A busca pelo indigenista e funcionário da Funai Bruno Pereira e pelo jornalista britânico Dom Phillips tem confirmado as piores suspeitas sobre o desaparecimento da dupla, que navegava no dia 5 de junho pelo Vale do Javari, na Amazônia, mas não chegou ao destino. De acordo com a família de Dom e diplomatas britânicos, os corpos dos dois foram achados mortos na floresta. A Polícia Federal (PF) desmentiu a informação, mas as autoridades descobriram documentos, roupas e objetos pessoais perto da casa do principal suspeito pelo desaparecimento, que continua preso.
Diante da repercussão internacional, o governo federal mobilizou Marinha, Exército, Força Nacional, Polícia Federal e Funai na busca. O presidente Jair Bolsonaro chegou a citá-la no discurso que fez na Cúpula das Américas. Infelizmente, os fatos não o eximem da responsabilidade por ter amplificado os conflitos numa região convulsionada por disputa de terras, desmatamento, garimpo e pesca ilegais. O aumento na devastação da floresta neste governo está comprovado por todos os levantamentos científicos.
Na campanha eleitoral, Bolsonaro defendia intervir no Ibama e no ICMBio para acabar com o que chamou de “indústria de multas”, tida como ameaça aos “empreendedores” — os que desmatam para extrair madeira ilegal, depois queimam a floresta para transformá-la em pasto e envenenam os rios com o mercúrio usado em garimpos.
No Planalto, Bolsonaro contou com a ajuda inestimável do então ministro Ricardo Salles, para desmantelar as estruturas de fiscalização e punição de madeireiros e garimpeiros. Só em 2020 houve 41 casos de afastamento e aposentadorias de servidores de órgãos ambientais, de acordo com a Controladoria-Geral da União (CGU). Houve recorde de processos administrativos disciplinares instaurados para pressionar a fiscalização: até setembro, 123 tramitavam no Ibama, maior número em 20 anos.

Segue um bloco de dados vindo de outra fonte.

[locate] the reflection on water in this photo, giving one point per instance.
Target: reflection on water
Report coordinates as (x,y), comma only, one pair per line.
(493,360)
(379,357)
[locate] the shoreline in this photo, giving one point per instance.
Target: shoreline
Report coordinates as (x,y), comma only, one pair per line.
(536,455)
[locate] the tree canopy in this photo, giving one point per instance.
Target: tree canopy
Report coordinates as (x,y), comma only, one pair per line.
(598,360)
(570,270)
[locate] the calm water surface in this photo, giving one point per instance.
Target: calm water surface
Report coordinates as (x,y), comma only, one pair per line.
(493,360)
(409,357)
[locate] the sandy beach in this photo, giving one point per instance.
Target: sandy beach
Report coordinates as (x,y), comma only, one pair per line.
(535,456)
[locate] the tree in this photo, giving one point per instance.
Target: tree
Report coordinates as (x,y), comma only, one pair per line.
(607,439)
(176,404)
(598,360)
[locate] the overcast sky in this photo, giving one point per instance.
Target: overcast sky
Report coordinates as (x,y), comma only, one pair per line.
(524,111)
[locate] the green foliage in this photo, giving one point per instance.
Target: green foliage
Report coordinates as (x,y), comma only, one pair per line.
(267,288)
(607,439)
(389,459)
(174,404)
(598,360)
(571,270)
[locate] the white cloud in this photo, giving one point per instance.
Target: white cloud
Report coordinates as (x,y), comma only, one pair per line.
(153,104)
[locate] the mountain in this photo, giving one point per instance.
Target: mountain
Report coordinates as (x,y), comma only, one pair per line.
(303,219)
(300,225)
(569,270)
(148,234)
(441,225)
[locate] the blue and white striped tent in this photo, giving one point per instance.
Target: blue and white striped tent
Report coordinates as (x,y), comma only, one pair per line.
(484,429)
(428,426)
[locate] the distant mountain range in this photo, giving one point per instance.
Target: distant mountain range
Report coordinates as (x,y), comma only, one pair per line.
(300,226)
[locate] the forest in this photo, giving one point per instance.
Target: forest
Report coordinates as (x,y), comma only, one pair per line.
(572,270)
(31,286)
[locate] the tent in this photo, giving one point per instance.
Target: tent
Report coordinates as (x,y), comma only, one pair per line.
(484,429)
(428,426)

Pesquisadores da Universidade Federal de Minas Gerais (UFMG) constataram queda de 93% nas multas quitadas nos dois primeiros anos de gestão Bolsonaro, na comparação com a média anterior. Isso se reflete na impunidade que fez da Amazônia terreno acolhedor ao crime organizado. Ante a leniência do Estado, facções criminosas passaram a operar na região — onde funciona intensa rota de tráfico — como se estivessem numa favela carioca.
Apesar de Bolsonaro tentar negar a devastação, os satélites continuaram a registrá-la. No primeiro trimestre, a Amazônia perdeu 941 km2 de cobertura vegetal, batendo o recorde de 797 km2 nos primeiros três meses de 2020. Para ter uma ideia da conivência do governo com o crime, basta lembrar que a PF fez, no final de 2020, uma apreensão de 43.700 toras, a maior da História. Salles, ainda ministro, saiu em defesa dos responsáveis, entrou em choque com o superintendente da PF no Amazonas, e o desfecho do caso foi o inaceitável afastamento dele do cargo.
Cientistas afirmam que o desmatamento se aproxima do ponto a partir do qual a floresta não conseguirá mais se regenerar e temem a savanização da Amazônia. Bolsonaro é atacado dentro e fora do Brasil. Sobre Bruno e Dom, afirmou que provavelmente “fizeram alguma maldade a eles”. Pudera. Com a omissão do Estado, o animal mais perigoso na Amazônia e em seus rios hoje são os criminosos. Eis mais uma sequela da gestão antiambiental do governo.